Quella di Valérie Murat, finita in tribunale per aver denunciato la presenza di pesticidi nel pregiato vino Bordeaux, è una storia di coraggio e di lotta contro le grandi lobby.
Nel 2012 Valérie ha perso il padre, che lavorava come viticoltore, per un tumore ai polmoni probabilmente legato all’uso di pesticidi, in particolare l’arsenito di sodio usato per ben quattro decenni, 1958 al 2000. La patologia del padre della donna è stata riconosciuta come malattia professionale dalla previdenza sociale agricola francese. Prima di morire, l’uomo avrebbe voluto procedere per vie legali contro l’industria chimica e lo Stato, consapevole dei rischi a cui era esposto lui insieme a tanti altri viticoltori. Così, dopo la morte del padre, Valérie Murat ha deciso di battersi contro l’industria dei pesticidi. Per questo nel 2016 ha fondato l’associazione “Alerte aux Toxiques!”, che si batte per un’agricoltura rispettosa dell’ambiente e della salute umana.
L’impegno dell’associazione “Alerte aux Toxiques!” contro l’industria dei pesticidi
La scorsa estate l’associazione aveva affrontato la questione del greenwashing, evidenziando come alcuni vini di alta qualità si facessero pubblicità confondendo i consumatori utilizzando un marchio di qualità ecologica che non ha nulla a che fare con l’agricoltura biologica. Il marchio in questione, presente sulle bottiglie, dichiara “Haute Valeur Environnementale” (HVE), in italiano “alto valore ambientale”. Ma la maggior parte dei consumatori non immagina che dietro il marchio si cela l’uso di pericolosi pesticidi.
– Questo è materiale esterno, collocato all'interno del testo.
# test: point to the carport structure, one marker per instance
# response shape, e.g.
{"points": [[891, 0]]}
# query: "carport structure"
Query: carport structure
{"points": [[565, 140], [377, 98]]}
Gli attivisti hanno quindi deciso di approfondire la questione, inviato 22 bottiglie marchiate HVE con prezzi tra gli otto e gli 85 euro a un laboratorio indipendente. E in tutte le bottiglie di vino sono state trovate delle sostanze attive, per essere più precisi ben 28. In ogni singola bottiglia ne sono state rilevate tra le 4 e le 15 sostanze. La maggior parte di esse sono dannose per gli organismi acquatici, anche con effetti a lungo termine, mentre molte sono sospettate di interferire con il sistema endocrino umano. I risultati delle analisi condotte sulle bottiglie di vino sono state poi pubblicati dall’associazione “Alerte aux Toxiques!” in una relazione finale, consultabile online.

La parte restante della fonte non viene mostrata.